April 25 2014 Latest news:
Thursday, March 15, 2012
Hundreds turned up to bid farewell to Dartford Destroyer Dave Charnley yesterday at the church of St Mary the Virgin, Stone.
Family, friends and fans turned up to pay their respects to the boxing lightweight champion who died from pneumonia on March 3, aged 76.
Rev Kenneth Clark led the funeral service and paid tribute to a man he called a “builder” rather than a “destroyer”.
Boxing referee and judge Larry O’Connell also paid tribute to the boxing hero.
After the service, Dave Charnley’s body was taken to Medway Crematorium in Chatham.
Charnley’s cousin and god-daughter Gillian Lees, 56, of Ash Green, who attended the service, said: “He was just a wonderful person. Very inspirational. One of life’s best people.
“When I was young he used to give me pocket-money, and I remember when I was 12 or 13 I was a hair model in his salon.”
Her husband Tim Lees added: “If you didn’t know about his past, you would not know he was famous at all. He was totally non-pretentious. He was a family man. ”
Danny Rawlins, 79, an ex-boxer who used to spar with Dave Charnley, said: “The best thing about sparring with Dave was when it was all over. He was vicious inside the ring, and a kitten outside of it.”

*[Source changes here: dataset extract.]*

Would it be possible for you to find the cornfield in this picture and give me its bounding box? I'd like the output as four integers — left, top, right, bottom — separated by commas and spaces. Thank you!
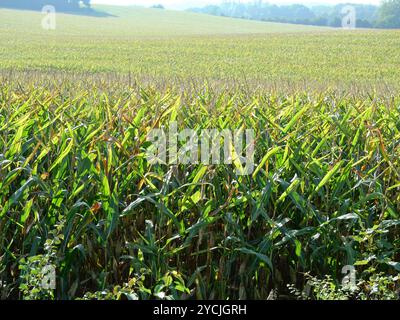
0, 83, 400, 299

Another ex-boxer and chairman of the Kent Ex-boxers Association Dave “Smokey” Davis, 72, of Gillingham, said: “I joined the army (Royal Engineers regiment in Maldern, Worcestershire) on the same day as Dave. He was a lovely fellow.”
Boxing historian Harold Alderman, who also attended the funeral, said: “I think he’s the greatest British fighter I have seen. He’s the greatest British fighter not to have won a world title. He fought all the top people. He beat American Don Jordan who went onto become World Welterweight champion ten months later.”
Sean Holland, landlord of the Lads of the Village pub near the church, also paid tribute to the boxer. Dave Charnley’s uncle footballer Sam Charnley was pub landlord there between 1954 and 1956. The pub was one of the recipients of the Lonsdale belt which was given to the pub that raised the most money for Cancer Research in the local area in the 1970s and 1980s.
He said: “I remember Dave coming in to push all the pennies customers had donated into a sack. He did a lot for Cancer Research.”